I like the idea of sending data in human readable form because it makes debugging easier. In my recent projects when I need extra communication speed I have been converting numbers into a sort-of base64 code. So 4095 would become
4095 / 64 = 63 (integer maths) with the remainder of 63. And then I add 48 (so that a byte value of 0 becomes 48) and 4095 encodes as the two chars "oo" (lower case O). That way I can still use < and > as start and end markers. This may sound complex but it actually decodes in about 1/10th of the time required by atoi().

...R
Two or three hours spent thinking and reading documentation solves most programming problems.

maurobarreca

Hi. Thank you for your comments. Yes, I was aware of the difficulties of working with binary data, but can it be avoided with some synchronisation? For example: sending a request when the Arduino is ready to receive and send from Processing in that moment. Or would it be even slower?

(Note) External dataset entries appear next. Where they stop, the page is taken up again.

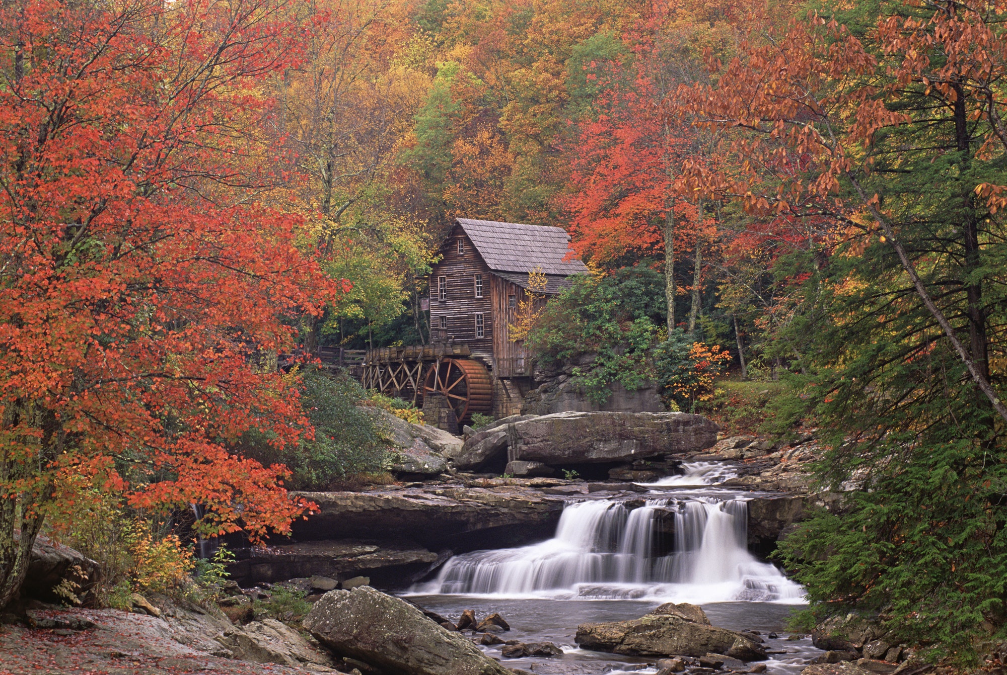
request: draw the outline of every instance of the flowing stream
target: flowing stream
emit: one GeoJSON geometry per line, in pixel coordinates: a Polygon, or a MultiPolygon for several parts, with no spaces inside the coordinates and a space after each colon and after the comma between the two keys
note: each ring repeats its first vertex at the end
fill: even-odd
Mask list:
{"type": "MultiPolygon", "coordinates": [[[[725,480],[710,463],[648,487],[725,480]]],[[[730,492],[700,490],[648,499],[585,499],[567,504],[547,541],[456,555],[423,594],[676,603],[802,603],[804,594],[747,549],[748,507],[730,492]],[[662,536],[673,531],[672,536],[662,536]],[[668,545],[669,540],[673,541],[668,545]]]]}
{"type": "MultiPolygon", "coordinates": [[[[734,476],[727,465],[682,469],[643,484],[646,494],[571,501],[552,539],[456,555],[409,595],[453,619],[466,609],[499,612],[514,627],[506,639],[561,646],[563,657],[507,660],[536,673],[656,672],[653,659],[581,650],[573,635],[580,623],[635,619],[666,602],[701,605],[715,626],[778,633],[766,640],[767,672],[798,673],[819,653],[783,631],[804,593],[748,552],[749,495],[716,487],[734,476]]],[[[485,649],[498,657],[498,647],[485,649]]]]}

I was reading too about compressed data (I think that's what you're talking about on the second half of your post). Maybe I should try that, seems to be a smoother transition from my current code. I do not understand, though, the conversion you describe. You mean using numbers 0 to o (lower case O)? What function can I use to make the conversion? I do not understand why you add 48. Sorry, I'm new on this kind of stuff.

Robin2

#3
Aug 14, 2017, 09:40 am Last Edit: Aug 14, 2017, 09:41 am by Robin2
In my "compressed" system I use the 64 characters from '0' (number 0) to 'o' (lower case O) to represent the values 0 to 63

48 is the ascii code for '0' (number 0) which is why I add 48

The encoding calculation is (in pseudo code)
Code: [Select]
highByte = (integer part of myNumber / 64) + 48
lowByte =  (remainder part of myNumber / 64) + 48


The deconding is
Code: [Select]
myNumber = (highByte - 48) * 64 + (lowByte - 48)

Check my calcs with your calculator in case I have made a silly mistake.

...R
Two or three hours spent thinking and reading documentation solves most programming problems.

AndreR241

You could use signed int16, for example. Use positive numbers for the data values and negative numbers as commands.

-1 is 1111 1111 1111 1111 (or 0xFFFF) in binary. You could easily use this as the start mark. 0xFF00 could be a as an end mark, because the first four bits could never be 1 in your operation range.

With that approach, you can directly write the data into a storage array without further conversion. It should be (nearly) the fastest you can get. If you want to improve speed even further, you could use a custom 12 bit format and pack the data even further. To speed it up even more, it would be possible to use a simple compression like the run-length encoding, but that highly depends on the data you are transmitting.

Robin2

You could easily use this as the start mark. 0xFF00 could be a as an end mark,
Using 2-byte start and end marks makes their detection very much more complex.

...R
Two or three hours spent thinking and reading documentation solves most programming problems.